EU Efforts to Reduce Russian LNG Ring Hollow as Imports Reach New High

EU and Ukraine flags in Brussels 2024. (Source: Courtesy of and © European Union, 2024 - EP)

The EU and its member states remain unable to control the inflow of Russian liquefied natural gas. Despite voluntary measures and repeated discussions in Brussels, imports have now reached new record highs. The upcoming transshipment ban in March 2025 could inadvertently further increase imports.

EU member states are unable to break their continued reliance on Russian liquefied natural gas (LNG).

Over the past two years a number of EU and member state officials have repeatedly urged action to curtail the unfettered inflow of the pricey chilled Russian gas, but so far to no avail.

The latest figures confirm that not only have imports not decreased year-over-year but have in fact increased substantially over the same period in 2023. Between January 1 and October 23, 2024  the continent received 314 shipments of Russian LNG totaling 19.05 million tonnes.

An increase of nearly 10 percent over the entirety of 2023 when 17.53 million tonnes found their way into Europe. With two months remaining before the end of the year, imports will undoubtedly increase further.

Europe remains key Russian market

While much has been written about Russia’s re-orientation to Asia for its LNG exports, it continues to rely heavily on the European market. This year 68 percent of all Russian LNG exports were destined for the West, with 27 percent bound for Asia.

In fact Russian LNG exports to Europe have never been higher, the S&P Global figures reveal. At the same time deliveries to Asia have reached the lowest figure since 2020.

As a result of the rising absolute figures, the share of Russian LNG as a total of Europe’s total imports of chilled gas, has also increased significantly.

While that figure stood at 12 percent in 2022 and 2023, it has now increased to 17 percent through the measurement period at the end of October. 

Russian LNG exports by destination. Data for each year between January 1 through October 23. (Source: S&P Global Commodity Insights)

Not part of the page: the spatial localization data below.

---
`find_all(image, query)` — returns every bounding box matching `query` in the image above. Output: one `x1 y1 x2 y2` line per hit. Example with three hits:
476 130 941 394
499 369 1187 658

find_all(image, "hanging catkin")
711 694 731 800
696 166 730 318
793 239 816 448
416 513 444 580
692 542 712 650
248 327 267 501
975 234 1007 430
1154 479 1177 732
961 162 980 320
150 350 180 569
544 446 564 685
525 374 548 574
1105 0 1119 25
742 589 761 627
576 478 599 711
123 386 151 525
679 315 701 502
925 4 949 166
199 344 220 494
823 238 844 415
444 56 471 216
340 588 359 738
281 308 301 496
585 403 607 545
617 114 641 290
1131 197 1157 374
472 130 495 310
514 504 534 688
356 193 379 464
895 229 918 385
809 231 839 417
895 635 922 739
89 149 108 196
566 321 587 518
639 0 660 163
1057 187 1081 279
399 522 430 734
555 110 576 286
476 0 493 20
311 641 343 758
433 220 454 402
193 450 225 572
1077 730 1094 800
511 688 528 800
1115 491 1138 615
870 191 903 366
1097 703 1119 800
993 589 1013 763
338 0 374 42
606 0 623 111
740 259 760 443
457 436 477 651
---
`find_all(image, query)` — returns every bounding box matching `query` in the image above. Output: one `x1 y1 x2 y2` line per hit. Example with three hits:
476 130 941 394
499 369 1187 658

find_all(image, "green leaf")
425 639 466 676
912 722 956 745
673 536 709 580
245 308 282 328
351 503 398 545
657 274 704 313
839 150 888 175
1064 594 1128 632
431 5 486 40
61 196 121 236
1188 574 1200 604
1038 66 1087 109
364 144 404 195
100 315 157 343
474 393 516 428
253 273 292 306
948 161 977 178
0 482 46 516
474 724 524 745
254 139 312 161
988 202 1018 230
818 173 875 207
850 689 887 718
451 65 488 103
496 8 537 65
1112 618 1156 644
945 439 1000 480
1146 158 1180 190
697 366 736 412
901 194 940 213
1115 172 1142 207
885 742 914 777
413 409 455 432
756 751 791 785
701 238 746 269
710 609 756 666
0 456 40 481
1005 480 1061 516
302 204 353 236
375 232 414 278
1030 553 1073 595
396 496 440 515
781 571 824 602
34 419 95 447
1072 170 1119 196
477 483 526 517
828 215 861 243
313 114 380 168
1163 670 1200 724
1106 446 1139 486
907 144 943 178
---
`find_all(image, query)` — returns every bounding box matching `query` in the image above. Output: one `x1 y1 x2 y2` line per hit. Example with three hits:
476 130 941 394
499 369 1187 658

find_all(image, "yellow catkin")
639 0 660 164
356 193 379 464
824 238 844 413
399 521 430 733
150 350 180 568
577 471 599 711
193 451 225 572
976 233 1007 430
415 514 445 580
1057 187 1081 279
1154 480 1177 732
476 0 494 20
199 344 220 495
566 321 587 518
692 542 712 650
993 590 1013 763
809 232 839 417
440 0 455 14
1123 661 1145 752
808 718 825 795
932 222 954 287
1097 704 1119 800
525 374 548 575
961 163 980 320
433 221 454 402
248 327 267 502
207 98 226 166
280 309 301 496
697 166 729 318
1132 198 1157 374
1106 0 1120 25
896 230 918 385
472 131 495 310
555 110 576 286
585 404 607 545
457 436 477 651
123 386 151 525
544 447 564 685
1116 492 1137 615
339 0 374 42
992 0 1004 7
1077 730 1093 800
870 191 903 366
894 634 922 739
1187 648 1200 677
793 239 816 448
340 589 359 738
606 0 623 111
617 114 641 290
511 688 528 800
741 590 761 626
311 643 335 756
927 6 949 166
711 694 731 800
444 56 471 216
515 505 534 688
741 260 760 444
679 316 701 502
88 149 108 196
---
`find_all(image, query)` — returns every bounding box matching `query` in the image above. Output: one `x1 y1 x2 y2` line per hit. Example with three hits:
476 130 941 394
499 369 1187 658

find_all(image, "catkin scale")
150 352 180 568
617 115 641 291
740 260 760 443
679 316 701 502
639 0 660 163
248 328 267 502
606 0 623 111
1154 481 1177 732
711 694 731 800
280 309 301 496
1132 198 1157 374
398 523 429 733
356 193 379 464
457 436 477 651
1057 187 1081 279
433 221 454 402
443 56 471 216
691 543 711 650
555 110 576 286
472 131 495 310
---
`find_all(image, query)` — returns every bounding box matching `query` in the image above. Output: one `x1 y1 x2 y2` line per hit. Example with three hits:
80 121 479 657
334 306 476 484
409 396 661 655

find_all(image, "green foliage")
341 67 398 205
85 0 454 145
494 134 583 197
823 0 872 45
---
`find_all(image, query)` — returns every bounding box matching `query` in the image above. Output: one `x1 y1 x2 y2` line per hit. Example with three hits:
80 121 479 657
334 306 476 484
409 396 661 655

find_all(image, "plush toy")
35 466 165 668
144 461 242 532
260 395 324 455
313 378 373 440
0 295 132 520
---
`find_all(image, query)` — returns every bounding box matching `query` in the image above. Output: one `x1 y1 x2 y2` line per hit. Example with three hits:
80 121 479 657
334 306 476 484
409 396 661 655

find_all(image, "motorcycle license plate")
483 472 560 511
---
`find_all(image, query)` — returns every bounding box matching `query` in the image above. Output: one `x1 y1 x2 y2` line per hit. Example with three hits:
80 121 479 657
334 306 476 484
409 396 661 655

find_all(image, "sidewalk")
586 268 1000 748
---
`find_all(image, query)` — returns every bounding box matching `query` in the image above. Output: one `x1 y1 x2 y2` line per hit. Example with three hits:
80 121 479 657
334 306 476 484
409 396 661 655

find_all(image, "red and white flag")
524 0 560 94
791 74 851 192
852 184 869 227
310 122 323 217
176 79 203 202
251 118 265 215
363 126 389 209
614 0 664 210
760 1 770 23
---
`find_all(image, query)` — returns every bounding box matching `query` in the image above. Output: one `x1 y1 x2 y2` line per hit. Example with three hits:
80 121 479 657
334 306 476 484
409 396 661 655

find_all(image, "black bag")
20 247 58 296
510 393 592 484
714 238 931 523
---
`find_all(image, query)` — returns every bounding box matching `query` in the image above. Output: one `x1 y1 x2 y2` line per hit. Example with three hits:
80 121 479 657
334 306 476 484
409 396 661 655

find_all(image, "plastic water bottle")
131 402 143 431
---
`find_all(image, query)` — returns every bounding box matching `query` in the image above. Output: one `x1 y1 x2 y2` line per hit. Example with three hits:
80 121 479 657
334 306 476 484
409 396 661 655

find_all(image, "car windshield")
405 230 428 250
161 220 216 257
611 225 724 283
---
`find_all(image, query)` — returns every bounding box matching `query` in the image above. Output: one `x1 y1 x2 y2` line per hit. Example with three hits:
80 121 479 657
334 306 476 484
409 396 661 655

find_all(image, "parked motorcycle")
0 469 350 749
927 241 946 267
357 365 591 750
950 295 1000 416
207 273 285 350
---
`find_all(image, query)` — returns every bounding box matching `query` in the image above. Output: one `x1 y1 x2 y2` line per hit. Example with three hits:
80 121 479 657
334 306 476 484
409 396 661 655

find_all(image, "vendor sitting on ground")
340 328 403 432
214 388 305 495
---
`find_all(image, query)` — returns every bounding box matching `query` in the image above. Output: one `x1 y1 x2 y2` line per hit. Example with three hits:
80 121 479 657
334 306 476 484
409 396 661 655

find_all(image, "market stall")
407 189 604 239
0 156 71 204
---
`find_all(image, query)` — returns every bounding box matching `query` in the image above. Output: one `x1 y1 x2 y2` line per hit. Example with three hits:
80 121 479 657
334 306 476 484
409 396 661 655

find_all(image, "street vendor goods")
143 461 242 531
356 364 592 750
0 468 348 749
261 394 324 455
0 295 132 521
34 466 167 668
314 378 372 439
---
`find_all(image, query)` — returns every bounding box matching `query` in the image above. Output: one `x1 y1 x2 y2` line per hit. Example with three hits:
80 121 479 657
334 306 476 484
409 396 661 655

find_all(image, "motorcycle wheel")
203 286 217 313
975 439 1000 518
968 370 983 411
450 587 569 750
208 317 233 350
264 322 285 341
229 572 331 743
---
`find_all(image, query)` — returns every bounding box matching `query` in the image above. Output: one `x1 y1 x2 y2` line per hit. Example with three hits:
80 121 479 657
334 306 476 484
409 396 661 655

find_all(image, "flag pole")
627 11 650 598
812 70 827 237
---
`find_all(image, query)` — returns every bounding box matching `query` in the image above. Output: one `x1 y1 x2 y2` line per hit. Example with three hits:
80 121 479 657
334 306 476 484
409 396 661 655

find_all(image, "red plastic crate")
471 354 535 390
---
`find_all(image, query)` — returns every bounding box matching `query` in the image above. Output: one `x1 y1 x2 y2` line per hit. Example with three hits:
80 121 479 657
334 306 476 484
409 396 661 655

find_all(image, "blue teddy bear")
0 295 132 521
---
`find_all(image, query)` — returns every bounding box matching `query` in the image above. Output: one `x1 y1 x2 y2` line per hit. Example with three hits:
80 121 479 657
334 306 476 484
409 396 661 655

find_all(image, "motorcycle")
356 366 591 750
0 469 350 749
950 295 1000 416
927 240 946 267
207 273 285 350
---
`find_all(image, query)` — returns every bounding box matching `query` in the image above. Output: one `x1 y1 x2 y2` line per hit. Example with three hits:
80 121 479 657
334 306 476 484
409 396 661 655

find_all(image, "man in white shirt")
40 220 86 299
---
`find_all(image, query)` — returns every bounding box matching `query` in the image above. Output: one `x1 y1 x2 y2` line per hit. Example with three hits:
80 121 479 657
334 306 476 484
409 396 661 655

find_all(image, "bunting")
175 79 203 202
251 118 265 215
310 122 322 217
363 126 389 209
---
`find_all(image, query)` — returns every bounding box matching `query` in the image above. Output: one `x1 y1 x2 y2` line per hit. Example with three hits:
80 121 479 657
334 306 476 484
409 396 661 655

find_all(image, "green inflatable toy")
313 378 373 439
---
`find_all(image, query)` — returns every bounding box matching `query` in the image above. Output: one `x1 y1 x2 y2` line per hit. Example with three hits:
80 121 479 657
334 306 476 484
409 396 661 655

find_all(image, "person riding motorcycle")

Just last week EU member state officials, led by Belgium’s energy minister Tinne Van der Straeten, proposed an EU-wide monitoring system to track Russian LNG once it enters the continental network. 

This suggested measures comes ahead of the transshipment ban taking effect in March 2025. While that agreed upon policy as part of the 14th sanctions package will prohibit the re-export of Russian LNG, it may have the inadvertent effect of further increasing EU imports.

Those volumes that previously passed through EU terminals before being transshipped to 3rd countries like India and China, may now simply be absorbed into the European market. 

Concerns about price increases

France’s TotalEnergies, a partner in Russia’s Yamal LNG project, where the vast majority of EU imports originate, suggested that the hesitation to phase-out of Russian LNG relates to concerns about higher costs.

“There will be higher cost[s],” the company’s head of strategy for gas, power and renewables Cecile Ballantyne Jovene, suggested over the weekend. 

Others however, including industry analysts Wood Mackenzie and Belgian think tank Bruegel, express confidence that with significant global supply expansion in 2025 and ongoing European demand destruction, the phaseout of Russian LNG could occur without much impact on energy security and prices for consumers.

Meanwhile Norway continues to supply record-levels of gas to Europe to make up for the shortfall in Russian pipeline gas. Norway’s largest gas field, Equinor’s Troll field, set a new record for gas supply to Europe over the past 12 months.

Troll alone can cover 11 percent of European gas demand and production levels are expected to remain stable through 2023 following a NOK 12 billion (USD1.1 billion) investment in the field.